Miscellaneous / News

Q&A with WIFT-T’s Prentiss Fraser

McClung’s Magazine blogger Nancy Barnett interviews Prentiss Fraser, chair of WIFT-T’s board of directors at its Crystal Awards on Dec. 5.

McClung’s Magazine blogger Nancy Barnett was invited to attend the Crystal Awards on Dec. 5 held at The Ritz-Carlton Hotel. The 24th annual gala luncheon hosted by the not-for-profit Women in Film and Television Toronto Division (WIFT-T) recognizes and celebrates the achievements of women and men in film, television and digital media. Here, she sits down with Prentiss Fraser, chair of WIFT-T’s board of directors, the second of six interviews with winners and the women behind WIFT-T to come at McClungs.ca.

By: Nancy Barnett

Feature image via Nancy Barnett.

Prentiss Fraser is the senior vice-president of world sales and acquisitions at Entertainment One Television. She heads international TV sales and manages sales to the U.S. She represents The Walking Dead, Call Me Fitz, Rookie Blue and Hell on Wheels to name a few. Fraser also oversees acquisitions and consults on project development and financing.

How did you get started in the industry?

I was working in [public relations] for a very short period of time and I was offered a job over at Oasis International. It was a distribution company based in Toronto and the job was reception. I just literally battled my way through all the different jobs in the distribution company. So I went from reception to contract administration to deliveries to contracts again and then over to sales and I started to run the sales division there. Then eOne purchased Oasis and my career started to move forward progressively since then.

How long did it take you to get where you are today?

It has been twelve years since Oasis International. It’s been an extremely valuable experience, taking a chance on a totally different industry. It was actually a more junior position but I think that’s given me the opportunity to really understand the business from every different angle and the people that I work with. I understand what they go through on a daily basis because I’ve done that job myself. I can relate to them, which helps me as a leader.

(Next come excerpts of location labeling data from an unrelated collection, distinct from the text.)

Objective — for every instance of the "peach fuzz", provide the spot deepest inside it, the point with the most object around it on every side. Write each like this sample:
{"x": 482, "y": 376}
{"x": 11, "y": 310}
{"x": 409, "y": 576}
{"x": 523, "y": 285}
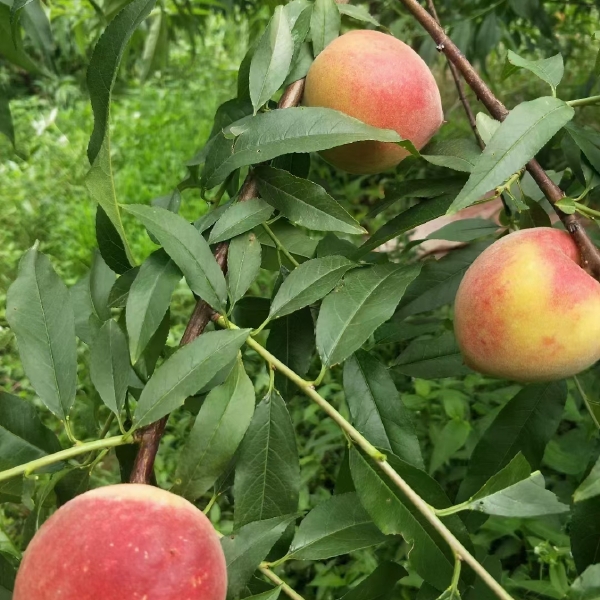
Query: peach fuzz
{"x": 526, "y": 310}
{"x": 378, "y": 79}
{"x": 124, "y": 541}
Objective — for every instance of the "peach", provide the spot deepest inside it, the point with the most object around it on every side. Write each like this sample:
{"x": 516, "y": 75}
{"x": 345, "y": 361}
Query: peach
{"x": 377, "y": 79}
{"x": 526, "y": 310}
{"x": 124, "y": 541}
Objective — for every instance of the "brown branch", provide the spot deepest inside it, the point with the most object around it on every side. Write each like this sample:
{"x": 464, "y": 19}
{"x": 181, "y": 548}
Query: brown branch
{"x": 590, "y": 255}
{"x": 460, "y": 88}
{"x": 150, "y": 436}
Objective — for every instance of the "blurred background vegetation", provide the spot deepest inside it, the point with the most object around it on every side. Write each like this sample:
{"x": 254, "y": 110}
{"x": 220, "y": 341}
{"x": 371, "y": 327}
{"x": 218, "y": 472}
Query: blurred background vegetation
{"x": 182, "y": 63}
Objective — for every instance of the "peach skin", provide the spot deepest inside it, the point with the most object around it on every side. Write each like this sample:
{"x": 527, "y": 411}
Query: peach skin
{"x": 124, "y": 541}
{"x": 526, "y": 310}
{"x": 379, "y": 80}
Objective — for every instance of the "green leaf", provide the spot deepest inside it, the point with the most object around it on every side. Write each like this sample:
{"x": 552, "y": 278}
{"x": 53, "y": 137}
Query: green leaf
{"x": 325, "y": 24}
{"x": 337, "y": 526}
{"x": 590, "y": 487}
{"x": 459, "y": 154}
{"x": 156, "y": 46}
{"x": 102, "y": 279}
{"x": 585, "y": 533}
{"x": 525, "y": 131}
{"x": 246, "y": 548}
{"x": 272, "y": 594}
{"x": 438, "y": 281}
{"x": 101, "y": 76}
{"x": 268, "y": 135}
{"x": 218, "y": 430}
{"x": 185, "y": 372}
{"x": 188, "y": 249}
{"x": 377, "y": 409}
{"x": 425, "y": 211}
{"x": 587, "y": 586}
{"x": 486, "y": 127}
{"x": 359, "y": 13}
{"x": 110, "y": 243}
{"x": 308, "y": 283}
{"x": 418, "y": 188}
{"x": 11, "y": 48}
{"x": 525, "y": 499}
{"x": 6, "y": 124}
{"x": 588, "y": 141}
{"x": 304, "y": 202}
{"x": 239, "y": 218}
{"x": 379, "y": 583}
{"x": 104, "y": 65}
{"x": 432, "y": 358}
{"x": 550, "y": 70}
{"x": 87, "y": 322}
{"x": 350, "y": 314}
{"x": 293, "y": 238}
{"x": 516, "y": 470}
{"x": 267, "y": 473}
{"x": 243, "y": 265}
{"x": 272, "y": 59}
{"x": 23, "y": 438}
{"x": 525, "y": 424}
{"x": 451, "y": 439}
{"x": 393, "y": 513}
{"x": 148, "y": 300}
{"x": 464, "y": 230}
{"x": 109, "y": 366}
{"x": 120, "y": 290}
{"x": 40, "y": 313}
{"x": 292, "y": 340}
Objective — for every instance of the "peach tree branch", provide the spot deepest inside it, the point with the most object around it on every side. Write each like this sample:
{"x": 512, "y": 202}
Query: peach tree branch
{"x": 590, "y": 255}
{"x": 380, "y": 460}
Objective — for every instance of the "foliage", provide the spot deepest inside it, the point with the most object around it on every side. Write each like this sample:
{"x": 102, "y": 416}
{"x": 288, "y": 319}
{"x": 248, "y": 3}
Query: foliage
{"x": 508, "y": 468}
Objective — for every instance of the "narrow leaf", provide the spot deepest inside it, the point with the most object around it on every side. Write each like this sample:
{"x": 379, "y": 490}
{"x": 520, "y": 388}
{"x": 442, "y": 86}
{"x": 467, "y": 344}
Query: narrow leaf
{"x": 304, "y": 202}
{"x": 243, "y": 265}
{"x": 309, "y": 282}
{"x": 40, "y": 313}
{"x": 271, "y": 134}
{"x": 188, "y": 249}
{"x": 525, "y": 499}
{"x": 393, "y": 513}
{"x": 432, "y": 358}
{"x": 292, "y": 341}
{"x": 590, "y": 487}
{"x": 550, "y": 70}
{"x": 185, "y": 372}
{"x": 272, "y": 59}
{"x": 337, "y": 526}
{"x": 366, "y": 299}
{"x": 218, "y": 430}
{"x": 438, "y": 281}
{"x": 324, "y": 24}
{"x": 377, "y": 408}
{"x": 528, "y": 127}
{"x": 246, "y": 548}
{"x": 425, "y": 211}
{"x": 148, "y": 300}
{"x": 267, "y": 473}
{"x": 109, "y": 366}
{"x": 525, "y": 424}
{"x": 239, "y": 218}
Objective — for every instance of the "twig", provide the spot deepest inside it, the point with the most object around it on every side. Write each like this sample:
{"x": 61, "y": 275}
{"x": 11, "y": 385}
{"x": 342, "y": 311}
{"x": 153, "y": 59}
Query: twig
{"x": 460, "y": 88}
{"x": 150, "y": 436}
{"x": 380, "y": 461}
{"x": 590, "y": 255}
{"x": 50, "y": 459}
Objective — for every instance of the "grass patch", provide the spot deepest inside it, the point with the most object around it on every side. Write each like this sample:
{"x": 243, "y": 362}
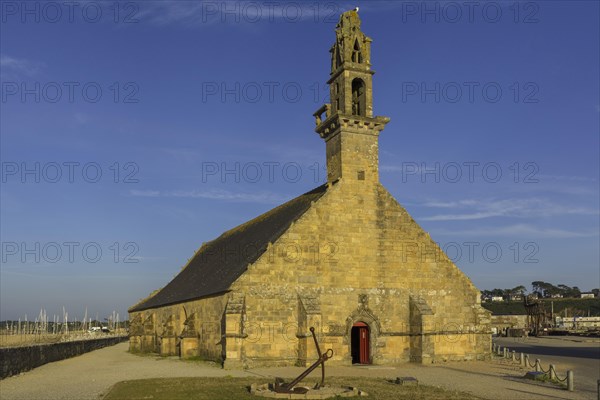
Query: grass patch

What advice would you give to someone starting out in the industry in today’s climate?

You need an opportunity. You have to network and get your name out there and maybe try something that’s out of your comfort zone. Maybe not something that was your exact goal but could open another door. Once you get that opportunity, make the most of it and work as hard as you possibly can to achieve success. You might do something for two years and make a switch or you might be lucky enough just to land in the industry that you were planning on. You might get on a production that you’re not really passionate about, but it’s a great experience and you never know who you’re going to meet. So, as soon as you get those opportunities, work as hard as you possibly can and make yourself known through that work – really take ownership for the contributions that you’re making.

You’ve probably heard of the documentary, Miss Representation, which focuses on the lack of female representation in the U.S. media industry. In your experience, is this also the case in Canada? Is it as bad here?

Overall, it’s not as bad here as it is in the U.S. but it’s just a few percentage points better. It’s not great. Definitely there are companies who have boards with no women on them. There’s actually even a book you can buy in Canada that lists out female board members that you can put on your organization.

A catalogue for corporate token representation. That doesn’t bode well. How do you react to this?

It’s something that I’m passionate about and would like to change so that’s part of the reason I’ve been working with WIFT for so long and I’ll continue to do so. We’ve done the research and for me, the next step is to show people what the monetary value of having women on boards. This has already been regulated in certain countries around the world. For example, in Scandinavia, you have to have a certain percentage of women in senior management on your board. There’s a direct correlation there to the profit bottom line. So I’d like to start doing that research in Canada as well and to show people that you’re not just doing it as a goodwill service, but you’re actually doing it for the betterment of the company and for your bottom line. At the end of the day that’s what people are concerned about; hitting their targets and exceeding them and all those fun things.

Like you said, there is a profit for having women at the top. Can you go into more detail about that?

It’s just adding another dimension and rounding out the perspective. I mean, 52 per cent of the population are women so when you have a group of decision-makers who are only speaking on potentially only 48 per cent of the population, you’re selling yourself short. I think that’s really what we need to focus on. It’s not about equalization, which we’ve heard for so many years. What I’m trying to say is, it’s better for business to have a diverse group of people, all different perspectives, not just men and women, making these decisions and contributing to the best possible solutions.